A spokesperson for Guardian Australia said the publication maintains complete editorial control over its journalism, regardless of who’s footing the bill, and pointed to relevant content labels and disclosures made about the funding arrangements.
“When we partner with a philanthropic funder, we agree on a broad area of coverage at the outset only, after which all editorial decisions are made by Guardian editors exclusively. Philanthropic partners never pitch story ideas to editors, nor do they have any access to the editorial process,” the spokesperson told Crikey.
“There are no exceptions to this.”
Last week, the No campaign offshoot Fair Australia seized on Guardian Australia’s funding arrangement with the Balnaves Foundation and charged the publication with carrying out its reporting with an “aggressive bias against” opponents of the Voice to Parliament.

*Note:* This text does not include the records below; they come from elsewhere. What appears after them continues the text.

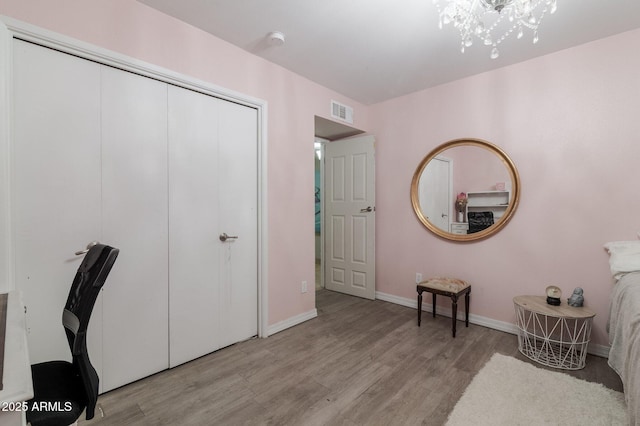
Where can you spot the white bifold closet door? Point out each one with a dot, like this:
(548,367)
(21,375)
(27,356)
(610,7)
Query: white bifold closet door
(159,172)
(56,197)
(135,220)
(212,191)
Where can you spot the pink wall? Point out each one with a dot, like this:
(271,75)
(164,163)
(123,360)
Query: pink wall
(570,123)
(133,29)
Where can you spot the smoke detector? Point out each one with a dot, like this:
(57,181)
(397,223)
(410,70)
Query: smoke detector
(275,38)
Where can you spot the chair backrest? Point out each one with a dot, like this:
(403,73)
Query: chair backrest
(89,279)
(479,221)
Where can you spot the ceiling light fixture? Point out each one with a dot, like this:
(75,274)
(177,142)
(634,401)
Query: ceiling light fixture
(276,38)
(492,21)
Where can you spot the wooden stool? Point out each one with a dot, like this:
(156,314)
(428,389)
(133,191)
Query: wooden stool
(451,287)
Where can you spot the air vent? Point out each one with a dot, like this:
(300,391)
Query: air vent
(341,112)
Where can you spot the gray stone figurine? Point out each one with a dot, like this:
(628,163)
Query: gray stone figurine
(576,298)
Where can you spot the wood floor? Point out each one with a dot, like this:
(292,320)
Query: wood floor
(359,362)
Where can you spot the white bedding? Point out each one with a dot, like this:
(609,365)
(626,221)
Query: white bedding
(624,337)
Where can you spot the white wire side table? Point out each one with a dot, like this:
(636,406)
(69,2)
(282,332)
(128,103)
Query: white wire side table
(554,336)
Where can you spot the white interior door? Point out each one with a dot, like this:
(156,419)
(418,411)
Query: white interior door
(213,191)
(56,173)
(193,224)
(434,192)
(238,177)
(350,216)
(135,220)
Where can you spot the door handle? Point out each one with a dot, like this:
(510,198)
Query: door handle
(91,244)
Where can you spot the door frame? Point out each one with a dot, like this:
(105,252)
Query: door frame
(11,28)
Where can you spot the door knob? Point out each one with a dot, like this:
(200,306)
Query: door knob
(224,237)
(91,244)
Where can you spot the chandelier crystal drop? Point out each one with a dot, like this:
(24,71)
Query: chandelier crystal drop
(492,21)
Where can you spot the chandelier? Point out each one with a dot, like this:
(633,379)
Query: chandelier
(492,21)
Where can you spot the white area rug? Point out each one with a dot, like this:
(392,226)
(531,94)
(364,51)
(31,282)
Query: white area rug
(508,391)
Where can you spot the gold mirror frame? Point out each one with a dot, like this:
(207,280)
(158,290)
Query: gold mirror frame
(510,210)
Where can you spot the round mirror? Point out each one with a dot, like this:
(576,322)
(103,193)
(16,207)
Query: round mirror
(465,190)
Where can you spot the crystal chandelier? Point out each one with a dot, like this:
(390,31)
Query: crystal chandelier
(492,21)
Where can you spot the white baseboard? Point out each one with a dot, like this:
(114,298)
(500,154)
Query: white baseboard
(598,350)
(290,322)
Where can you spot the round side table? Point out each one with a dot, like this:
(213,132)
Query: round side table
(555,336)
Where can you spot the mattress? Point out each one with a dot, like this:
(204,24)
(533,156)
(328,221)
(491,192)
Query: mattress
(624,338)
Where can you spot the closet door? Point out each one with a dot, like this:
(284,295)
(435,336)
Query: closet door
(135,220)
(56,174)
(193,224)
(238,198)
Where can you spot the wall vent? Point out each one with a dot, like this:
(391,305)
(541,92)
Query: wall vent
(341,112)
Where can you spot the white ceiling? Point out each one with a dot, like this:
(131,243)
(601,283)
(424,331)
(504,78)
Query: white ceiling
(374,50)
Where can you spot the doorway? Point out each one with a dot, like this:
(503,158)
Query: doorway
(326,132)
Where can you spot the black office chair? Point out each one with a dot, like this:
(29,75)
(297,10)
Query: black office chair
(62,390)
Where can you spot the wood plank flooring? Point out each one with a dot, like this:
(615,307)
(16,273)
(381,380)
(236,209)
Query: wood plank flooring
(360,362)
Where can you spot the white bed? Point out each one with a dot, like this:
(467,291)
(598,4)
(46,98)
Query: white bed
(624,323)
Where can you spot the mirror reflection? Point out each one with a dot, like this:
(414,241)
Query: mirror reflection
(465,189)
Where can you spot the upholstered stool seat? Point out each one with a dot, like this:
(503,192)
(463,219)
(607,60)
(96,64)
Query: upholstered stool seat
(451,287)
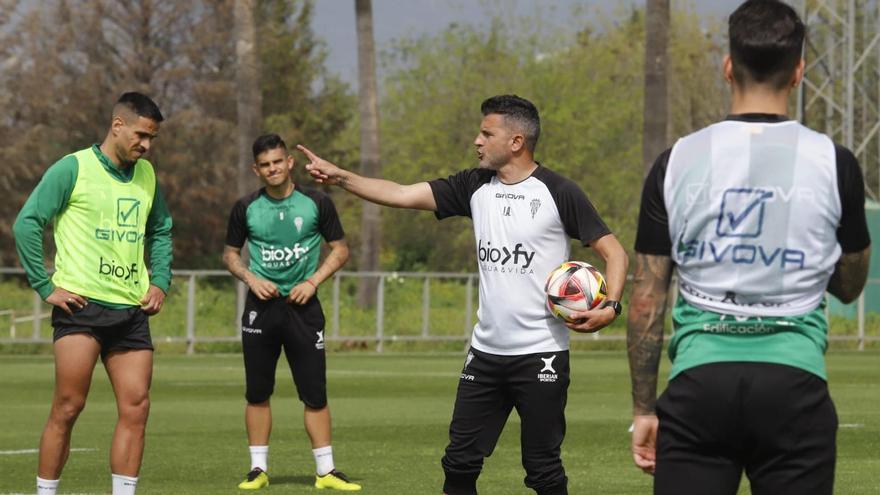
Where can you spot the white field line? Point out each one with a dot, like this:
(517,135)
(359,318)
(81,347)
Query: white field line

It claimed reporters had quoted the campaign selectively and “lied” in requests for comment, and that it would therefore no longer engage with the publisher, just days after the official No case was panned for mischaracterising a quote attributed to constitutional expert Greg Craven. Fair Australia said it was “considering further action” against Guardian Australia.
“This relates to correspondence we’ve received from its reporters where they have demanded responses to assertions of fact later revealed to be knowingly untrue in their reporting, and their refusal to print important, relevant and newsworthy on-record context,” a Fair Australia spokesperson told Crikey.
“Given the defamatory statements about this campaign that Crikey has published in recent days — that we have been ‘caught out engaging in racist rhetoric’, that we ’empower, legitimise and amplify racism’ — we are also unlikely to engage with your organisation in future,” they added.
In a statement, Guardian Australia rejected “any claims of lies, selective quotes, bias” or any other allegations made by the No campaign spinoff without proof.
“We have asked Fair Australia to provide evidence for the claims they’ve made, and they have not provided any,” a Guardian Australia spokesperson said.
“As is good journalistic practice, we will continue to offer Fair Australia the right to reply for any reporting we do that concerns them. It will be up to them if they want to answer or not, but we will continue to give them the opportunity to do so.”
Catharine Lumby, a media professor at the University of Sydney, said the funding arrangements do not present the ethical quandary the No campaign would have readers believe.
“People can go and look up the foundation and they can work it out. I think disclosures are important with these funding mechanisms, but I don’t lie awake at night worrying about the ABC or The Guardian being biased,” she said. “Put it that way.”
The first episode of Guardian Australia’s new podcast went live last Thursday, and saw Ngiyampaa Weilwan woman and host Laura Murphy-Oates joined by Indigenous affairs editor Lorena Allam, Yes campaigner Kerry O’Brien and 2023 Young Australian of the Year for Queensland Talei Elu. It sought to answer mailbag questions from readers, including “Why is the Yes campaign so invisible?” and “Why is the over-55s cohort the most likely to vote No?”.
“I think people have real questions about the Voice, and are craving in-depth, thoughtful answers from people who best understand the issues. This is the place to find it,” Murphy-Oates said in a statement last week.
The podcast’s 230,000 unique monthly listeners can expect future episodes to feature experts who reflect “various viewpoints”, including opponents of the proposed Voice, the Guardian Australia spokesperson said.
“There has only been one episode published so far. We are committed to reporting fairly and accurately on all aspects of the referendum campaign and will continue to do so,” they said.